Caveat: this approach might just be a reflection of how I personally like learning things, so YMMV.
I used seats in the room.
The classroom has an address. So, if someone wanted to come and talk to one of the students they would come down the hall and into my room.
But, that only gets them to the room (server). They need to talk to a specific person, so they go to seat 17 so they can talk to Bob.
So Bob's socket is room.123:17.
I tried once to continue and the floor became cable runs, each hallway was a subnet, the corners were routers, and the school map was DNS. That pushed it a little too far :)
Did find though that most kids had at least a passing understanding of ports. Most of them had opened ports on their home routers to play games over the internet.
You can consider an IP number to be analogous to a business's telephone number (reaching the main switchboard), and the port number to be the telephone extension number for one person.
This probably works better when there is no direct-dial to a specific person, and the main number is handled by an automated system.
I'd put a slight tweak on your analogy and go digital: email.
In email, your email address is your IP address. It comes in multiple parts, similar to IP blocks. There are many addresses under one domain, there are many domains under 1 TLD.
When a message is sent to an email address, it gets sent something pretended to the title, for example "Re" and "Fwd". That's similar to the port. They're all going to the same place, but it indicates something about the email that the computer can use to help process it.
As a former student I'd like to confess that for me these attempted analogies about the ports just made a simple thing sound mysterious and in retrospect had absolutely zero insight whatsoever.
What about saying instead that TCP/IP is just a program running on your computer like everything else and ports are just an integer in its configuration. That'd be a start.
How about IP addresses being countries and ports being sea ports?
In the UK it works well because there are so many different sea ports that students recognise from looking at an online map of the British Isles.
You can extend the metaphor by talking about firewalls blocking off access to ports (e.g. sea blockades during WWII) or increasing security by removing external access (landlocked countries don't need to worry about sea invasion).
The main advantage over an address / flat number analogy is that you can extend it by talking about different types of ports (e.g. airports) for different protocols (e.g. UDP / TCP) with various implications for speed / reliability.

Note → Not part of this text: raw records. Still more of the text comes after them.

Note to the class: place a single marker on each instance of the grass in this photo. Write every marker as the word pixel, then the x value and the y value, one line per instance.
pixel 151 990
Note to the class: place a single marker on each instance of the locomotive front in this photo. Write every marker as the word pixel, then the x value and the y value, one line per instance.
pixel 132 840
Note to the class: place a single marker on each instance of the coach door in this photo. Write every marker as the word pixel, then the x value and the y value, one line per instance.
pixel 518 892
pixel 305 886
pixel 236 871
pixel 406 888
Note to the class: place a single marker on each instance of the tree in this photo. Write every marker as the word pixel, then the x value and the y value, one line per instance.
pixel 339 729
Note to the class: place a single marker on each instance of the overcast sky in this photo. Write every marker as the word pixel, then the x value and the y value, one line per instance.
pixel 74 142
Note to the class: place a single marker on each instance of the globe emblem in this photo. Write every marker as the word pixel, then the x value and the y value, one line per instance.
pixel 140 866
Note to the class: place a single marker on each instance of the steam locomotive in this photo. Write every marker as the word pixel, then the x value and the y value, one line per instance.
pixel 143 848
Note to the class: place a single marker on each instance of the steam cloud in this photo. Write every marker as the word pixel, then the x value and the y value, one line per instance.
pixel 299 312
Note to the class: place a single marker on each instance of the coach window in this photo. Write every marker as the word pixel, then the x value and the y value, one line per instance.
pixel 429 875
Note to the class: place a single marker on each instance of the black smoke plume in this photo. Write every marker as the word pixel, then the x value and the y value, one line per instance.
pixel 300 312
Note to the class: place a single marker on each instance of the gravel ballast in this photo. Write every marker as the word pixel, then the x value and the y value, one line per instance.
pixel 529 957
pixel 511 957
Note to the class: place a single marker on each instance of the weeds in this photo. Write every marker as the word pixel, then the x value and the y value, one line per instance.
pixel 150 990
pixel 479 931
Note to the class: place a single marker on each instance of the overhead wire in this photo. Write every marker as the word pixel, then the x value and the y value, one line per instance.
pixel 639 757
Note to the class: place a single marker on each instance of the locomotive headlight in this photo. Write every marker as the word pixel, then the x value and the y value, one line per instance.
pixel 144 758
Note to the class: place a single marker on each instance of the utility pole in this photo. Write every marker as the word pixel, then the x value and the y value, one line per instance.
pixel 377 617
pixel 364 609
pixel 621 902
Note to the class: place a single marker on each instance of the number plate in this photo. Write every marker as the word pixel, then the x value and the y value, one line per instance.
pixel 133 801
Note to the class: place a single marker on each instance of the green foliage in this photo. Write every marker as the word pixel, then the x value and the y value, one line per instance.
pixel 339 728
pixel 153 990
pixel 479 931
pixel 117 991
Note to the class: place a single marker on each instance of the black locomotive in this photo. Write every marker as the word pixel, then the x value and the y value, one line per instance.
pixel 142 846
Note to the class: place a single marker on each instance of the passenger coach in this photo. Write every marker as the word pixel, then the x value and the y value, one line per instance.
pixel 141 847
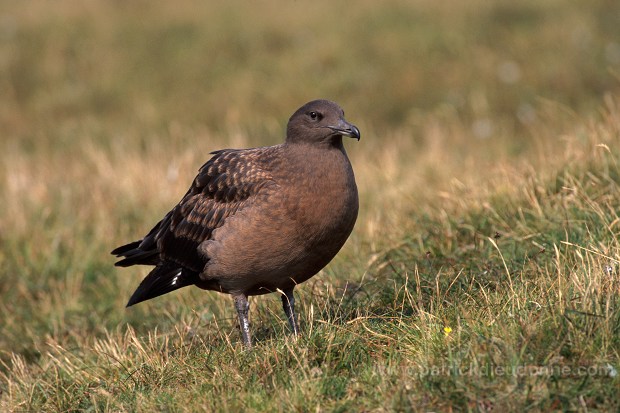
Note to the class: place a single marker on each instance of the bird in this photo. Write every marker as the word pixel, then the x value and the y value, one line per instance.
pixel 259 220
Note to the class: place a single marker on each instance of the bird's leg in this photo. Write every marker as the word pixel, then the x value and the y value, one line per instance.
pixel 288 304
pixel 243 308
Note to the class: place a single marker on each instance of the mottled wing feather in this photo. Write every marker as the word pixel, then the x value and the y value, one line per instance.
pixel 224 185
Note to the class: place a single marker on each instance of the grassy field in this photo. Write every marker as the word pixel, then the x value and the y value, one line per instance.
pixel 483 273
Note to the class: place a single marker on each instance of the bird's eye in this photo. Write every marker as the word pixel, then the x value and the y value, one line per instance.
pixel 315 115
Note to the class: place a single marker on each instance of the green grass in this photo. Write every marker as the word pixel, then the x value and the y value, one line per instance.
pixel 483 273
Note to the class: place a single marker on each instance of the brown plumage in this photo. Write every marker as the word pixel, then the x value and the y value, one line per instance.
pixel 258 220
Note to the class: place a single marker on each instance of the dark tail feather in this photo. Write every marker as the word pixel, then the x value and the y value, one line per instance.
pixel 163 279
pixel 133 255
pixel 123 249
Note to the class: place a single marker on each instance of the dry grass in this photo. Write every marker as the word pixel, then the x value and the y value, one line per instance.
pixel 488 169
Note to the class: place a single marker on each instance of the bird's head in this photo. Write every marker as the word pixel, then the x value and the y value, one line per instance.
pixel 319 121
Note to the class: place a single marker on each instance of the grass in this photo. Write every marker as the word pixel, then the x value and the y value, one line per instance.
pixel 483 273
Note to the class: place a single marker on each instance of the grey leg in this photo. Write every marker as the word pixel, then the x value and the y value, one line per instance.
pixel 288 304
pixel 243 308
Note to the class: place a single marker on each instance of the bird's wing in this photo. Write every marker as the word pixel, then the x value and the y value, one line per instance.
pixel 229 182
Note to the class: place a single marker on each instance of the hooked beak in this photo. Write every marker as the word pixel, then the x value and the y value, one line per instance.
pixel 345 128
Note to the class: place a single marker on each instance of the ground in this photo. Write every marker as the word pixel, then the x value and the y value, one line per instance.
pixel 483 272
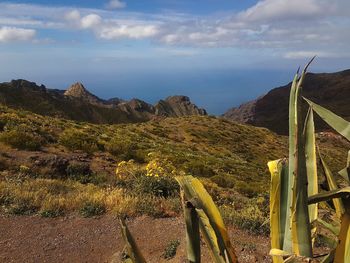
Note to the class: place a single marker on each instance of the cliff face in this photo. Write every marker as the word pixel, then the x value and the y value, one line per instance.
pixel 177 106
pixel 331 90
pixel 79 104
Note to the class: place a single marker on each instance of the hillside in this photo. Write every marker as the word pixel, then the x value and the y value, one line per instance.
pixel 331 90
pixel 77 103
pixel 52 166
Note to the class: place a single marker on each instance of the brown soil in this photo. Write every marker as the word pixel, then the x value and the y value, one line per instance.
pixel 76 239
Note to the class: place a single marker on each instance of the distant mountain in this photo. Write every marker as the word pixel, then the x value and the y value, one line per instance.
pixel 331 90
pixel 77 103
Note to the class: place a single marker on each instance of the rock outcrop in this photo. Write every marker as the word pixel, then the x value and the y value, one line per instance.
pixel 331 90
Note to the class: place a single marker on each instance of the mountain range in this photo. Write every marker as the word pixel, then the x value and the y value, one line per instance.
pixel 331 90
pixel 77 103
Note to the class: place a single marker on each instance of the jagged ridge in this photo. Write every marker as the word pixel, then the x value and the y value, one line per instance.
pixel 77 103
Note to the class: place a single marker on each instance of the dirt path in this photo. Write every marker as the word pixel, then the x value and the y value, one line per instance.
pixel 76 239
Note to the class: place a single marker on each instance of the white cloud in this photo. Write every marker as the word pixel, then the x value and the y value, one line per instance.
pixel 14 34
pixel 116 4
pixel 271 10
pixel 91 21
pixel 275 26
pixel 126 31
pixel 310 54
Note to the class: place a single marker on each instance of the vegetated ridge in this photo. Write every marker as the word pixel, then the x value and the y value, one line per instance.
pixel 77 103
pixel 331 90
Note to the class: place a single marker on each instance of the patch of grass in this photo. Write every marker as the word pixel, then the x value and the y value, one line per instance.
pixel 75 139
pixel 92 208
pixel 170 249
pixel 22 140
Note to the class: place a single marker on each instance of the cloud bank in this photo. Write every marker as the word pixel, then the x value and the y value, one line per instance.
pixel 291 28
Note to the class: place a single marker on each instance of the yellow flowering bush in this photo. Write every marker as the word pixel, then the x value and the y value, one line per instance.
pixel 126 169
pixel 160 167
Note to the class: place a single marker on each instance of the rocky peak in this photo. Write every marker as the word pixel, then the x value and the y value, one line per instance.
pixel 177 106
pixel 25 84
pixel 78 90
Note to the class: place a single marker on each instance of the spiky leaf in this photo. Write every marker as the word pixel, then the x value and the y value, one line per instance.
pixel 195 193
pixel 311 165
pixel 192 231
pixel 336 122
pixel 133 251
pixel 338 204
pixel 278 204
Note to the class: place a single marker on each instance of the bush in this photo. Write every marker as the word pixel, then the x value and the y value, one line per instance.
pixel 250 218
pixel 125 150
pixel 199 168
pixel 223 181
pixel 22 140
pixel 73 140
pixel 92 208
pixel 158 186
pixel 250 190
pixel 170 249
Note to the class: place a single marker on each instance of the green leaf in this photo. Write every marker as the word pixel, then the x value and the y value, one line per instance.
pixel 300 222
pixel 133 251
pixel 329 258
pixel 326 196
pixel 195 193
pixel 338 203
pixel 345 173
pixel 342 252
pixel 311 165
pixel 192 231
pixel 336 122
pixel 210 237
pixel 334 229
pixel 278 204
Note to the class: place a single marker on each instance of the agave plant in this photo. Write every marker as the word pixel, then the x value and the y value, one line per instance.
pixel 294 188
pixel 201 215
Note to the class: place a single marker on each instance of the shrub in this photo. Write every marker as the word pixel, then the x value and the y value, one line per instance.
pixel 125 150
pixel 22 140
pixel 158 186
pixel 92 208
pixel 74 139
pixel 225 181
pixel 79 171
pixel 199 168
pixel 170 249
pixel 248 189
pixel 250 218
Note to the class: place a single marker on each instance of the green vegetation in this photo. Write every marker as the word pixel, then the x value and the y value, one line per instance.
pixel 294 212
pixel 170 249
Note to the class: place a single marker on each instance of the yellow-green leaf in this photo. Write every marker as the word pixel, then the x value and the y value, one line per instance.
pixel 133 251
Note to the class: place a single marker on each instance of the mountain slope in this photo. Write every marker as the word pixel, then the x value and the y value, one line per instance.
pixel 331 90
pixel 79 104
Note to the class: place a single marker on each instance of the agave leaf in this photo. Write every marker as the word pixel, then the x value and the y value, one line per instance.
pixel 345 173
pixel 278 204
pixel 192 231
pixel 210 237
pixel 195 193
pixel 336 122
pixel 301 232
pixel 342 252
pixel 334 229
pixel 287 242
pixel 338 203
pixel 338 193
pixel 329 258
pixel 311 165
pixel 279 252
pixel 133 251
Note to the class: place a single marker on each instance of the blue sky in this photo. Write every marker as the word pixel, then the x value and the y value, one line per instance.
pixel 219 52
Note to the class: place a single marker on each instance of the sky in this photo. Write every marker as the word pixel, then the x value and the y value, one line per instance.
pixel 220 53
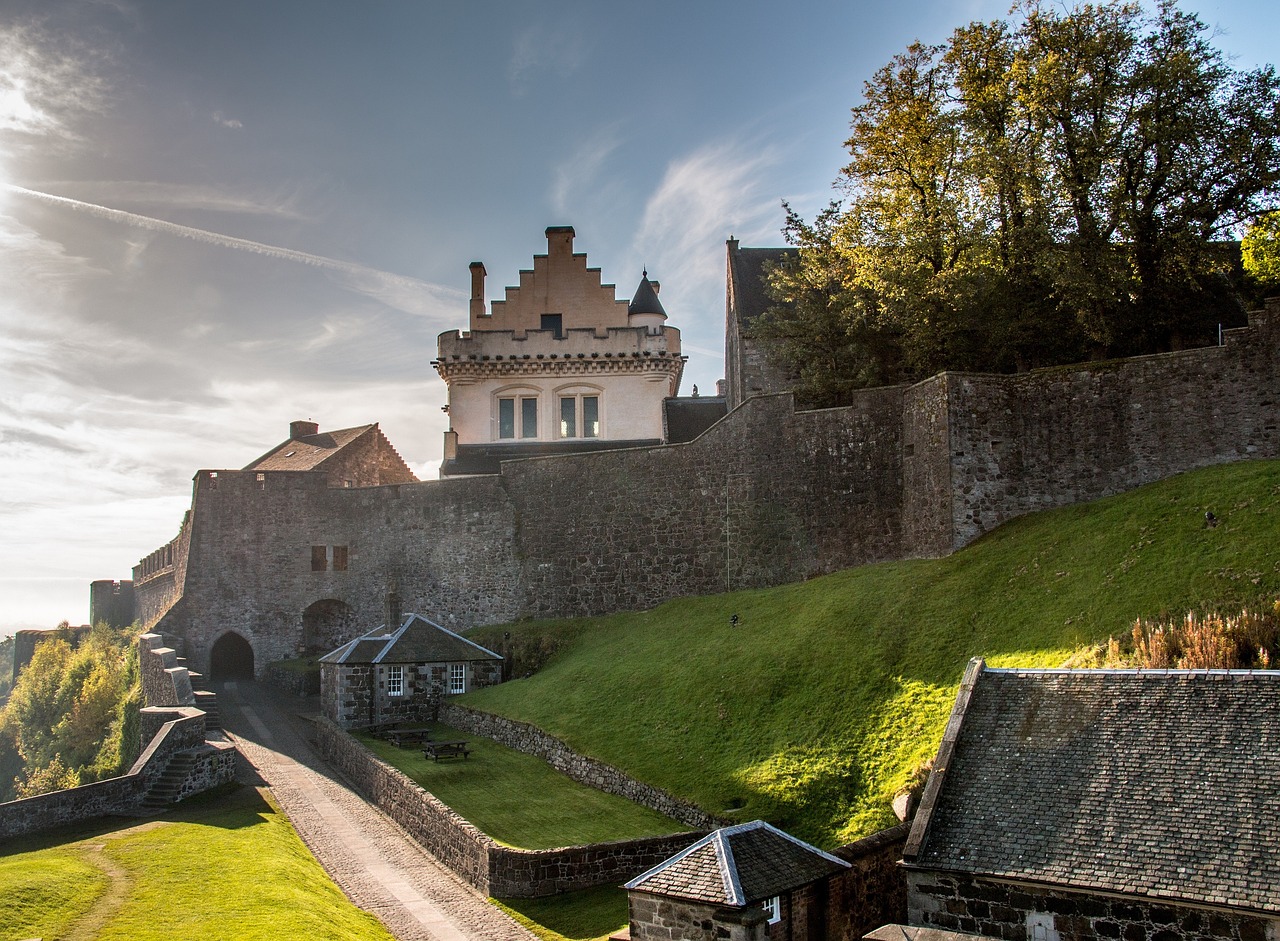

No analogy is perfect though - students who want to understand it fully should have experience using or hosting different services on the same server.
Using physical addresses is misleading - it would be clearer to use an email address, or a phone number.
If people still had POTS (telephone) in the house, you have segmented (area code) dynamic addresses, and 'mum, dad, youngest child etc.' which could represent ports - which are ways of reaching the same type of person in each house.
With this analogy, you can explain that people's phone number sometimes changes (but doesn't have to, even if they move location), and there are many different ways of addressing a set of people who might be in a house. Depending on who is at home, a different person might actually handle any specific call.
When someone places an outgoing call, you'd see which house the call was coming from, but not who (until they identify themselves).
Our department is small enough and close-knit enough that most of my students have seen the CS mail room across from the CS main office. A mail room that has a wall of slots, one for each faculty and staff in the department. I tweak the address metaphor and talk about how the mail slot is analogous to a port. Address (IP) gets the letter (packet) to the right building (computer), while the name on the address gets the letter (packet) to the right person (port/service).